Sir Jony Ive, the famed designer behind many of Apple’s most iconic products, is teaming up with AI leader OpenAI in a high-profile effort to reimagine the future of consumer technology. The partnership, announced Wednesday, includes OpenAI’s acquisition of io, a hardware startup co-founded by Ive, in a deal reportedly valued at $6.4 billion.
The acquisition marks OpenAI’s most aggressive step yet toward building its own AI-native devices—and positions it in direct competition with Big Tech’s biggest names, including Ive’s former employer, Apple Inc.
“We have the opportunity here to completely re-imagine what it means to use a computer,” OpenAI CEO Sam Altman said in a video statement.
Following the announcement, Apple shares fell more than 2%, reflecting growing investor concern that the iPhone maker is falling behind in the AI hardware race.
A Design Legend Returns
Sir Jony Ive, the British designer credited with shaping Apple’s most iconic products—from the iMac and iPod to the iPhone and Apple Watch—left Apple in 2019 to form the design firm LoveFrom. While LoveFrom will remain independent, Ive will now assume “deep creative and design responsibilities” across OpenAI’s hardware ambitions.
The collaboration builds on several years of quiet partnership between Ive and Altman, culminating in the creation of io, which they described as a response to their shared belief that existing companies were not equipped to build the next wave of intelligent devices.
“It became clear that our ambitions to develop, engineer and manufacture a new family of products demanded an entirely new company,” the companies said in a joint statement.
From Software to Silicon
OpenAI, best known as the creator of ChatGPT, has focused primarily on software and AI research until now.

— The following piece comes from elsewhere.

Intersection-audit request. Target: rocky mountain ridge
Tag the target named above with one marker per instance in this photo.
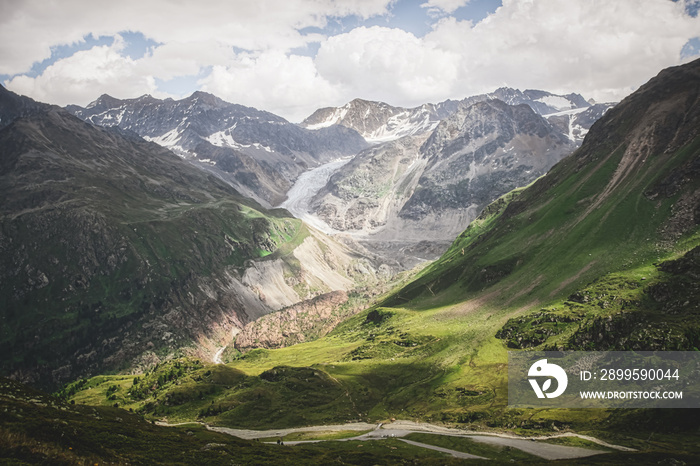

But with the io acquisition, the company is laying the groundwork for a new hardware division aimed at designing devices specifically for AI-driven interaction.
While few details have been revealed, the new products are expected to go beyond traditional screens and keyboards, embracing voice, gestures, and ambient computing. Industry analysts say OpenAI could be aiming to launch a category-defining product similar in impact to the iPhone.
“The world is on the brink of a new generation of technology,” Ive said in the announcement video.
A Strategic Shift
Prior to the acquisition, OpenAI already held a 23% stake in io. The new deal gives OpenAI full control, absorbing the startup’s team of roughly 55 engineers and designers—many of them Apple alumni—into a new hardware unit led by OpenAI’s Peter Welinder.
The first products from the partnership are expected to debut in 2026.
As the AI arms race accelerates, this high-profile merger signals OpenAI’s intention to compete not just in intelligence, but in experience—designing tools that feel less like machines and more like seamless extensions of the human mind.